Aon put casualty renewals at “generally flat to single-digit increases on a risk-adjusted basis” but noted that “the frequency of severity losses and U.S. social inflation … is now a central focus of renewal discussions.” Liability insurers and reinsurers have said for several years that court awards and settlements are increasing at rates beyond economic inflation.

U.S. general third-party liability excess of loss rates rose 5% to 10% with no loss emergence and 5% to 15% with loss emergence, according Gallagher Re, which said “reinsurers continued to put pressure on pricing,” as U.S. casualty loss trends “remain elevated.”
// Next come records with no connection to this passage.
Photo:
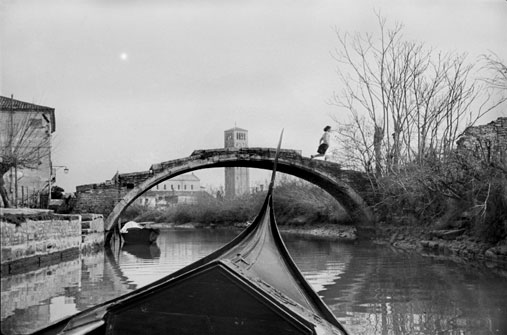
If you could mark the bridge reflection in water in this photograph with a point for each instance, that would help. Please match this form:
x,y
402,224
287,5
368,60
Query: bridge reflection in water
x,y
372,289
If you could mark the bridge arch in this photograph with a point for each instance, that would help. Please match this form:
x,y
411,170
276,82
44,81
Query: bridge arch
x,y
349,188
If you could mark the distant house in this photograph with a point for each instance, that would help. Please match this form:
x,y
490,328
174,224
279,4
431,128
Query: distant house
x,y
18,118
184,188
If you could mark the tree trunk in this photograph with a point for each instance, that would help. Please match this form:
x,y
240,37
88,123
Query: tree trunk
x,y
3,192
377,147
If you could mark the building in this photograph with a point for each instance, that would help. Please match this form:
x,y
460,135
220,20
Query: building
x,y
181,189
237,180
25,135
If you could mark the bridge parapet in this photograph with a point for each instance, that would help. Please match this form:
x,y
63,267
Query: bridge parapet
x,y
351,188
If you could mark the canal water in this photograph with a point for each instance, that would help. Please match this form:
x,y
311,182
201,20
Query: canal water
x,y
371,289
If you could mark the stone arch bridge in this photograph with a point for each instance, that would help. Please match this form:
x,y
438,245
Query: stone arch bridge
x,y
351,189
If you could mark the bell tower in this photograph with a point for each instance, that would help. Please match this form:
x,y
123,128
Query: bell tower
x,y
237,181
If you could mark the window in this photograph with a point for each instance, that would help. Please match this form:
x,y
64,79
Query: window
x,y
35,123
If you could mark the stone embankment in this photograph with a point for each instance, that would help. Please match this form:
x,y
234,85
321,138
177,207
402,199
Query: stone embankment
x,y
33,238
General liability and excess/umbrella placements with U.S. exposure “experienced continued reinsurance pricing pressure for excess of loss programs,” Guy Carpenter said.

“A number of people were quite unnerved by the reserve strengthening in the fourth quarter that some of the large U.S. carriers undertook,” said James Vickers, London-based chairman international, reinsurance, at Gallagher Re, a unit of Arthur J. Gallagher & Co.

Meanwhile, the insurance-linked securities market saw robust first-half issuance. With more than $11 billion of new issuance brought to market, the sector is well on its way to shattering the $15.4 record of new issuance in 2023.

Due to differences in the way deals are counted, Gallagher Re pegged first-half issuance at $11.2 billion, while Guy Carpenter put the total at $11.9 billion.

The second-quarter issuance of $8 billion of catastrophe bonds was also a record for a single quarter, according to Aon.

“Cat bonds may be a smaller portion of total catastrophe limit placed, but they have been an important component of that capacity, and they’ve been a growing component of that capacity,” Ms. Mowery said.